The reasons are many. I am now far more involved in theatre-making than I was 5 years ago, and for this I am enormously grateful and happy. I am busier than ever – coaching, teaching, mentoring, directing, acting, doing voice-over work – it’s certainly not ‘retirement.’ This means it is more difficult to be as objective as I would wish to be in writing reviews. I wish it weren’t, but it is. The conversation should be out there and fearless but there are too many sensitivities at play – my own included – and it just doesn’t feel right anymore to continue.
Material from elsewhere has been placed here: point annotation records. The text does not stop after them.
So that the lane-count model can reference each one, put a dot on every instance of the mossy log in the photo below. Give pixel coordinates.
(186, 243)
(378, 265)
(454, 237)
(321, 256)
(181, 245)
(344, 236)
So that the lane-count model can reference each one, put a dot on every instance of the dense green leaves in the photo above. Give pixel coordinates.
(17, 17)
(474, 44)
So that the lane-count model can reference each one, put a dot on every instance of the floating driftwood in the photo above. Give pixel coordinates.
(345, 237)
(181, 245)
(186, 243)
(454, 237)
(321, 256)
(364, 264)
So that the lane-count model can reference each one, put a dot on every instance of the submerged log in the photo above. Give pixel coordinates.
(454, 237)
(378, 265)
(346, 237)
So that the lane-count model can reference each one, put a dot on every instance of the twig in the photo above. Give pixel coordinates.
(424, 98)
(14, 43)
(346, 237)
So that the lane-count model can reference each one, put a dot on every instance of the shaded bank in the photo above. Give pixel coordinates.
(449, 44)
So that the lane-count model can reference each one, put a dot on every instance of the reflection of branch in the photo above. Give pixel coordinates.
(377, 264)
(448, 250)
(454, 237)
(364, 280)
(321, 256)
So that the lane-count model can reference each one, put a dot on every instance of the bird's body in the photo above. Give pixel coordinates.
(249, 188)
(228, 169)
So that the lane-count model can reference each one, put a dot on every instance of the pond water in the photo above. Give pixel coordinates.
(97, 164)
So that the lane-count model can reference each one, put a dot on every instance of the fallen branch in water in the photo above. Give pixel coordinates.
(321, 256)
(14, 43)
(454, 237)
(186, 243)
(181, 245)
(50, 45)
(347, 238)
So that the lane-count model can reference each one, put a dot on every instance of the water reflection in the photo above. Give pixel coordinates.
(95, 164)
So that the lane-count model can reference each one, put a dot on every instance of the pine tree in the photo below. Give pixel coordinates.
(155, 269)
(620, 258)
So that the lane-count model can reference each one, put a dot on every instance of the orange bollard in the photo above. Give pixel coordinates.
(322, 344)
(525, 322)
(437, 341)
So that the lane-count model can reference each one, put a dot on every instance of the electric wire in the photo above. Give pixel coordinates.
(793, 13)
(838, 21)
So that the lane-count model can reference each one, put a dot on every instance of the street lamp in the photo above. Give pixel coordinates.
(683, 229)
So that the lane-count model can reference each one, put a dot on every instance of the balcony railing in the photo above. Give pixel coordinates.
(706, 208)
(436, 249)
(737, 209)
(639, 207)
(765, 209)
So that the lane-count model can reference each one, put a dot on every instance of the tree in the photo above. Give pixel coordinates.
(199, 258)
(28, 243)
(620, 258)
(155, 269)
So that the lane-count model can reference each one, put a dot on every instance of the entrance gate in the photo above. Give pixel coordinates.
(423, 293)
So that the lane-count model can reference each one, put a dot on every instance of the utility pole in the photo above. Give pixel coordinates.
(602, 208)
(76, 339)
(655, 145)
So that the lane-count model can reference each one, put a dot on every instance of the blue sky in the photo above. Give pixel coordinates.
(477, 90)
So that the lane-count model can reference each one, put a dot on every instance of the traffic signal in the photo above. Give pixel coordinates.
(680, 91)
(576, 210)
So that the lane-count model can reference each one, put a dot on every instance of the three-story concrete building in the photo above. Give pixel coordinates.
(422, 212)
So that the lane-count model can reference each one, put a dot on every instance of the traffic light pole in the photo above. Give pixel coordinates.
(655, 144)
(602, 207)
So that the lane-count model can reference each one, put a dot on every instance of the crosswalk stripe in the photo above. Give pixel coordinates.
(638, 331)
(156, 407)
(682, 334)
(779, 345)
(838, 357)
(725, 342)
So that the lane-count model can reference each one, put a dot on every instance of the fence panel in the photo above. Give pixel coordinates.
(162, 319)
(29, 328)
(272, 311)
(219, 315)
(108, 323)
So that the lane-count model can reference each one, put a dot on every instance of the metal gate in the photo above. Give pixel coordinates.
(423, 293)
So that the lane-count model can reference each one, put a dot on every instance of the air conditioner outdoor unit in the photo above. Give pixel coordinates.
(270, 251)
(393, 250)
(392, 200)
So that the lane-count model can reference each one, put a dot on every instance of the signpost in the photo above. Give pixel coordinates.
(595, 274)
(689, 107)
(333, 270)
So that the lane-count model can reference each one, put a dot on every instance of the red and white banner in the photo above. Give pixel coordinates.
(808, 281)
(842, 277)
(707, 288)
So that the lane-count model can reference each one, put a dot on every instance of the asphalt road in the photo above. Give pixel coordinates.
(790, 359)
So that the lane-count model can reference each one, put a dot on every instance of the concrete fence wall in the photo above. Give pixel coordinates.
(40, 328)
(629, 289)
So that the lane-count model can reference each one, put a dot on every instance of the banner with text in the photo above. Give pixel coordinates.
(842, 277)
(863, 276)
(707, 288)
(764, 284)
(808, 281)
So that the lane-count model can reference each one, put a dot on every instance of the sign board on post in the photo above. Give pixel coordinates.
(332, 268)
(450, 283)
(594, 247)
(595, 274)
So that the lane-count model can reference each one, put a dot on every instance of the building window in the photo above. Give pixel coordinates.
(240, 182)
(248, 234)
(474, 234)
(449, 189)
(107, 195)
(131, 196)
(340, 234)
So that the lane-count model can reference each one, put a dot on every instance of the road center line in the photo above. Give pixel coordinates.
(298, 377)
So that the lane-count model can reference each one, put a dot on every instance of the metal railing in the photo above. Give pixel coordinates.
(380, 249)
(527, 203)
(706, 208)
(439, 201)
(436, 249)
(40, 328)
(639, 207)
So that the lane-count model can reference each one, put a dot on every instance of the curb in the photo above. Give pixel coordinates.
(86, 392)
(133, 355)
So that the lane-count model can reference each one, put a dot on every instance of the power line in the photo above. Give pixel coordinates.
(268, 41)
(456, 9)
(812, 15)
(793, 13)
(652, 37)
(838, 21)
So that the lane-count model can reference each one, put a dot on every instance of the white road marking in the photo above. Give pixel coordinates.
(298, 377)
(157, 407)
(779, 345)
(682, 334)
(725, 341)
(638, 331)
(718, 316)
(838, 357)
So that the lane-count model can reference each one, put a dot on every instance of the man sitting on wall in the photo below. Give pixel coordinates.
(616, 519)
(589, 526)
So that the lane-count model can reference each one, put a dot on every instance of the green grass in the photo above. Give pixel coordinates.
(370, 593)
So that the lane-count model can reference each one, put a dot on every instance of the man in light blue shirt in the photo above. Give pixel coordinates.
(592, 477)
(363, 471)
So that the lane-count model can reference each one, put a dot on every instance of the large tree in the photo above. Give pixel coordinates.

Time (or the lack of) is my enemy right now. It also takes time to get a post right, and I hate not finding the right tone for a piece. Those of you who know me are aware that I live 125k from Brisbane. The trips to see all the shows I would like to is tiring, and getting harder and harder and more expensive. No whinge here – Greenroom has never advertised or asked for donations, and that’s OK too. I’ve never wanted them – as I say, a labour of love.

The Groundlings – the people’s choice awards for the ‘best of’ a year’s creation – also got people talking and voting about theatre and assisted in expanding the blog’s readership – at least for a month or so each year. That’s been a good thing as well and something I’ve enjoyed steering. I’d love to finish up with a final 5th Groundlings, but I am going to be spending some of my summer travelling. Time …

Once upon a time during my doctoral research on Australian theatre there seemed to be so little material that offered a personal and informed lens on what it was like to see a performance on a particular night, or of what that experience ‘meant’ for the time in which it was created.  Back when, I promised myself that, if ever I had the opportunity, I would ensure I’d contribute to the collective conversation on theatre-making. Then, along came the internet and blogging and social media and well, you get it. I’m going to keep Greenroom’s Facebook page going. It’s not hard to share and like and keep the traffic flowing, but the longer-form articles – reviews and interviews – are on hold.

Thank you for being such a grand reading public. Thank you to all the guest reviewers, interviewees, commenters, and all who have assisted in keeping the posts coming. Thank you to all the companies and producers who have provided complimentary tickets for shows. I was so chuffed and grateful when those first invitations arrived.

Let’s never stop meeting and talking in foyers and over coffee and drinks. Let’s keep the conversation flowing, and keep making and going to theatre. That’s what matters.